Hackers can gain access to your data by capturing or guessing the passwords used by your employees. Despite warnings about the dangers of easily identifiable passwords, many people still use birthdates, children’s names, other personal information, or even sequential numbers (“12345678”).
To reduce this risk, train employees to do the following:
- Avoid using the same password for multiple accounts.
- Don’t use a variation of a prior password when creating a new one (e.g., “FuzzyDog1,” “FuzzyDog2,” “FuzzyDog3,” etc.).
- Avoid simple words found in the dictionary. Hackers use sophisticated programs that crack passwords.
- Don’t use names or things that could be identified from your social networking accounts (your pet’s name, children’s names, hobbies, anniversaries, alma mater, etc.)
- Memorize passwords. If a password must be written down, only write one portion and commit the other portion to memory.
- Consider using pass phrases of at least eight characters instead of passwords. Pass phrases are easier for users to remember, yet more difficult for hackers to decode (e.g., “81PurpleBagels!” for graduation year, favorite color, and favorite food).

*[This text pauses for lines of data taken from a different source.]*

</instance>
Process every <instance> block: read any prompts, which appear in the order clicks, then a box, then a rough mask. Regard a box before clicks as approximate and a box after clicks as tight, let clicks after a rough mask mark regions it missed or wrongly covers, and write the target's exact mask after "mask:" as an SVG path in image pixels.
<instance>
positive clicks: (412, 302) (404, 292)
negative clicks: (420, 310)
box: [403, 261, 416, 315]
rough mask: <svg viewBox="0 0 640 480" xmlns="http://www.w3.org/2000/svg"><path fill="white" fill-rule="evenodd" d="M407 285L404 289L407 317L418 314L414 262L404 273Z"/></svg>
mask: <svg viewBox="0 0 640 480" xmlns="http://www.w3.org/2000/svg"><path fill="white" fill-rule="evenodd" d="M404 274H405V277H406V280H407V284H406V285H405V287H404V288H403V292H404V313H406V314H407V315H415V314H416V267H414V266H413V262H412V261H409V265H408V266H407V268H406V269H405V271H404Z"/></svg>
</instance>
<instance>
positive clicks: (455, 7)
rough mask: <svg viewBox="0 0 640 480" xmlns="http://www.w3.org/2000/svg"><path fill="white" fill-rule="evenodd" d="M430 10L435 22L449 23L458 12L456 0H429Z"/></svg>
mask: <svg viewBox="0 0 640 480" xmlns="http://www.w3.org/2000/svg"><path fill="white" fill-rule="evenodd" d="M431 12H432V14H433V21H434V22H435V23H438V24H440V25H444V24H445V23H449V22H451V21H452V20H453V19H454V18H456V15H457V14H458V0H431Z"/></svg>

- Intentionally misspell words (“Greeen” instead of “Green” or “Datte” instead of “Date”).
- Use both uppercase and lowercase letters (“GreEn” or “DaTe”).
- Use special characters (“Green!”). Some sites restrict what special characters can be used, but use them whenever possible. Cracking programs know common letter replacements, so avoid the obvious ($ for S, 3 for E, 1 for l).
- Combine words, special characters, and numbers (“GreEn!1920”).
To further reduce your risk, consider the following system controls:
- Require that passwords be updated every 90 to 120 days.
- Lock users out after three failed login attempts and allow only an administrator to restore access.
- Limit EHR accessibility with user authentication/credentialing (e.g., user id and password).
Your practice can also use a password database, a program that allows an employee to establish a master password that manages all other passwords. Many password databases can be downloaded as a plugin for common web browsers. Though one vulnerability is the risk of a hacker discovering a master password, thereby exposing the entire network, a password database is generally the most secure way to prevent compromised passwords.
The guidelines suggested here are not rules, do not constitute legal advice, and do not ensure a successful outcome. The ultimate decision regarding the appropriateness of any treatment must be made by each healthcare provider in light of all circumstances prevailing in the individual situation and in accordance with the laws of the jurisdiction in which the care is rendered.